Yellow Onion –
The onion is a perennial that’s grown as an annual root vegetable. Unknown in the wild, Allium cepa may descend from several species found across Central Asian to include Allium oschaninii, Allium praemixtum, Allium vavilovii, Allium pskemense, and Allium galanthum. It has a long cultivation history and is intrinsic to many culinary cultures.
The onion plant produces a dense upright cluster of hollow pale green leaves that rise from a bulb that grows larger and more bulbous as the season progresses. White or lavender-pink balls of star-like flowers emerge from plants in the spring of the second year, though these are rarely seen because plants are generally harvested after the first year. Some varieties also produce stems topped with clusters of small bulblets (bulbils) at their tops.
Onions may be round, flattened or torpedo-shaped and red, yellow, or white. They are true bulbs with distinctive rings and are surrounded by a papery outer covering. Some onions are pungent while others like ‘Walla Walla’ are known for their impressive sweetness. Those with a higher sugar content don’t store well whereas more pungent varieties keep better.
Garden onions are categorized by the day length needed for them to form large bulbs. Short-day varieties, which require 10 to 12 hours of daylight, are typically planted in fall to early winter, and produce bulbs in the spring. Short-day onions are usually sweet, but do not store well. They include ‘Bermuda’, ‘Grano’, and ‘Supersweet’. Intermediate-day onions such as ‘Red Torpedo’ and ‘Ringmaker’ require 12 to 14 hours of daylight, and are planted in the early spring and harvested in the fall. They store moderately well. Long-day onions need 14 to 16 hours of daylight to form bulbs and are best suited to subarctic regions. The extremely long days there result in pungent onions that store well.
It is necessary to provide these veggies with even moisture as well as full sun and rich soil. Onions can be seed grown but most are planted using sets, or small bulbs. Sets should be planted with their tops extending just above the surface of the soil. Harvest your onions when their leaves start to show decline. Good keepers should be stored in a dry, cool, well-ventilated area.
Onions are fun to plant and great for kids, Try braiding their dry tops to make an attractive hanging onion cluster for fall.
Winchester Gardens generally stocks this item.
Annual – Edible
Spring, Summer Fall
White, Green, Yellow Green, Gold, Pink, Lavender
Green, Light Green, Gray Green
Select a site with full sun and well-drained soil. Prepare the garden bed by using a garden fork or tiller to loosen the soil to a depth of 12 to 15 inches, then mix in a 2- to 4-inch layer of compost.

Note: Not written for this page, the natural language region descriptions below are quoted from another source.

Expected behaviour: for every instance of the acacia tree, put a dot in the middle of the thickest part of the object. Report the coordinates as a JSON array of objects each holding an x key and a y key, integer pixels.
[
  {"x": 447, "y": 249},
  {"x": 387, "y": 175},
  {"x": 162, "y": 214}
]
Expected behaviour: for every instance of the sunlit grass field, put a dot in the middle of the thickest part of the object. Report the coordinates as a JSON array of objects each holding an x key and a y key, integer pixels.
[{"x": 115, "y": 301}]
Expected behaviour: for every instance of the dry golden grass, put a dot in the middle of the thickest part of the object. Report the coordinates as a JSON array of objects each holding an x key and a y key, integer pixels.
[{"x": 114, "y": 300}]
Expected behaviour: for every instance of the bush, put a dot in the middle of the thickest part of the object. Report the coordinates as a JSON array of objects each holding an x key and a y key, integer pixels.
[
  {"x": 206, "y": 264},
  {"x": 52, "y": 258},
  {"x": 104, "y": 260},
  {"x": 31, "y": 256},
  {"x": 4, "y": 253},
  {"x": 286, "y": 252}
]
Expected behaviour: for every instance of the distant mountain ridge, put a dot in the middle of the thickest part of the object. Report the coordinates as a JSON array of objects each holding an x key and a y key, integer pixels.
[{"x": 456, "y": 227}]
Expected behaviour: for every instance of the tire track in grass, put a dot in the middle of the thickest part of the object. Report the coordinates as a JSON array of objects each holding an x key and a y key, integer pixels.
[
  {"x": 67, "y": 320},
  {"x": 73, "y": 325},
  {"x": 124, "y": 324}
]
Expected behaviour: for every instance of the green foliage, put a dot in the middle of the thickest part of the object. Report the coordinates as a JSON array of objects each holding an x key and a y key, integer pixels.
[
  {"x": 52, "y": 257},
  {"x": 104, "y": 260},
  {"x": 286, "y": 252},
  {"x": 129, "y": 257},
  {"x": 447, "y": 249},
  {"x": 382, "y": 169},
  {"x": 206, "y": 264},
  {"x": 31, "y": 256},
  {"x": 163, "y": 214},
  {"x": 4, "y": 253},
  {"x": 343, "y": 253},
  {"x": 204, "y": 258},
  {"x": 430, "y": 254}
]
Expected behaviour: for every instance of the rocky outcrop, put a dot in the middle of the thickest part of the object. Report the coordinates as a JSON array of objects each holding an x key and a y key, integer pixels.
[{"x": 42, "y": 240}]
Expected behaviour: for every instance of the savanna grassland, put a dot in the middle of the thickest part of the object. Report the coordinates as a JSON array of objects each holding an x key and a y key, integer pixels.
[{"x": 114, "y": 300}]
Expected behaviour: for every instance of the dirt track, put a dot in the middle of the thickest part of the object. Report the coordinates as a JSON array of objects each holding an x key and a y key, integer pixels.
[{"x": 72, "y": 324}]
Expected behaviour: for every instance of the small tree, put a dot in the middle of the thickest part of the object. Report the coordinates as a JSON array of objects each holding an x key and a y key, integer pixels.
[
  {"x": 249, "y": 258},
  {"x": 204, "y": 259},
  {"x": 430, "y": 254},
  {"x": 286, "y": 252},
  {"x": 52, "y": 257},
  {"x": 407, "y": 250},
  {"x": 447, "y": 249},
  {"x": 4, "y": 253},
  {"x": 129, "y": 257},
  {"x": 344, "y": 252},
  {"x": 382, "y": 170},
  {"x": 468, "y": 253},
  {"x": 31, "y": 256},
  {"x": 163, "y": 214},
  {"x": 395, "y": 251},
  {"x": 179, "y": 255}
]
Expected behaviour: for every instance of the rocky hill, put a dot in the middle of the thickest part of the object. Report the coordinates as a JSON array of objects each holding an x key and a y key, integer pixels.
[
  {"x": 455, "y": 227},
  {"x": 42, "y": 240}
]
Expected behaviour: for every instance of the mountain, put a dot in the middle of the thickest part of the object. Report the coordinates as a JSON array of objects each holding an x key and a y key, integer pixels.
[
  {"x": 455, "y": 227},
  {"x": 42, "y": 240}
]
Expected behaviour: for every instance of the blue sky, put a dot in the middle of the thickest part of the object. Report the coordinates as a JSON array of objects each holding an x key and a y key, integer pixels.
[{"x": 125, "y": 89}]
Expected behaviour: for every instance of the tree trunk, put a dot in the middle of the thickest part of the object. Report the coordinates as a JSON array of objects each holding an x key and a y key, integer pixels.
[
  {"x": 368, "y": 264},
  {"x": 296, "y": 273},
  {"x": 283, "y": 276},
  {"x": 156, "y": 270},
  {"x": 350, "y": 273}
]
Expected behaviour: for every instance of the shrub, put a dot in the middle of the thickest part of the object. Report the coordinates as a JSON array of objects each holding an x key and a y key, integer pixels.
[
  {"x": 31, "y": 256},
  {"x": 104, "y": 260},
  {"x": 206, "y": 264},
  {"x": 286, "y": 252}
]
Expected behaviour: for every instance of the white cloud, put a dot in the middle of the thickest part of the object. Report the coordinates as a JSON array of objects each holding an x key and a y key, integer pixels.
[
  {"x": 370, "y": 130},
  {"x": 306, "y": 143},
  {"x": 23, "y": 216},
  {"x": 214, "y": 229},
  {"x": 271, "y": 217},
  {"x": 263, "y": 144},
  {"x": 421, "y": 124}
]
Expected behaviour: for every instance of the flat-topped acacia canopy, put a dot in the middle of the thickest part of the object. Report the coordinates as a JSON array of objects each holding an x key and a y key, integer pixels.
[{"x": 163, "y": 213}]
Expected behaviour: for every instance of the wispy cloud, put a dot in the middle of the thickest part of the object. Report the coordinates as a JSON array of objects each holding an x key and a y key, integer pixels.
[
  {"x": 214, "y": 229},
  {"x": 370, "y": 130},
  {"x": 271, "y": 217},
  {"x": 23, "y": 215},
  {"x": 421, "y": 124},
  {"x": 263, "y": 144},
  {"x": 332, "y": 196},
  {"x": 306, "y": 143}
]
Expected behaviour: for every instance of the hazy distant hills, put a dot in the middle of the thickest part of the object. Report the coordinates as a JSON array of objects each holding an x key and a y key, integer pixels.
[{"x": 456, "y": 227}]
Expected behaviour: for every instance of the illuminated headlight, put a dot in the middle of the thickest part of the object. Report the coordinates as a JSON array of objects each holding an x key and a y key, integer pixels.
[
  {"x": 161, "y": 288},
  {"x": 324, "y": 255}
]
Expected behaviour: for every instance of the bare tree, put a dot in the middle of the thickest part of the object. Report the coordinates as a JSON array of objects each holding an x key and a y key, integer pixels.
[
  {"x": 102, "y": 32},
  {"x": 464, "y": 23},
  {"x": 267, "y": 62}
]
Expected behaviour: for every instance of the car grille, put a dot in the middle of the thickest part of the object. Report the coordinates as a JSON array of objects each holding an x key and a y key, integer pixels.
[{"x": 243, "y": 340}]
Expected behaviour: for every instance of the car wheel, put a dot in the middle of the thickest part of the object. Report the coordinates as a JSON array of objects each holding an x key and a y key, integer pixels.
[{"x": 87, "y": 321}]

Choose onion sets that are 1/2 to 3/4 inch in diameter for best results. Plant your sets early in the spring — onions do best if the temperature is cool when they start to grow, and warm as they mature. There’s no need to make trenches or special holes for the sets. Just grasp them at the top (the pointed end) with the root end down and push them into well-prepared soil the full depth of the bulb. The soil should just barely cover the top of the onion sets. If you have some tiny sets, plant them at least an inch in the ground, so they get good contact with the soil. Space sets 4 to 6 inches apart. If starting from seed, sow seeds indoors 2 to 3 months before your last frost date or sow seeds directly in the ground as soon as the soil can be worked in spring. You can also buy started plants or sets for spring planting. Set transplants 4 inches apart after all danger of heavy frost is past. For mild winter areas of the South and West, grow short day varieties in fall and winter for a spring harvest.
Keep onion bed well weeded and water plants during the summer if rainfall is less than 1 inch per week. Contact your local County Extension office for controls of common onion pests such as root maggots.
Pick scallions or green onions when they are 6-8 inches tall and a bulb has begun to form. When the foliage of bulbing onions begins to die down naturally, withhold water. A week later, pull the bulbs and place them in a warm, dry location. When the skin is papery, cut off the foliage, leaving a 1-inch stub above the bulb. Store dried bulbs in a cool, dark location. Harvest shallots after side bulbs have formed and the tops have begun to dry. Separate the side bulbs, dry them, and store as you would onions.
Beet, cabbage family, carrot, chard, lettuce, pepper, strawberry, tomato. Chamomile and summer savory improve growth and flavor. Pigweed raises nutrients from subsoil and makes them available to the onions. Sow thistle improves growth and health.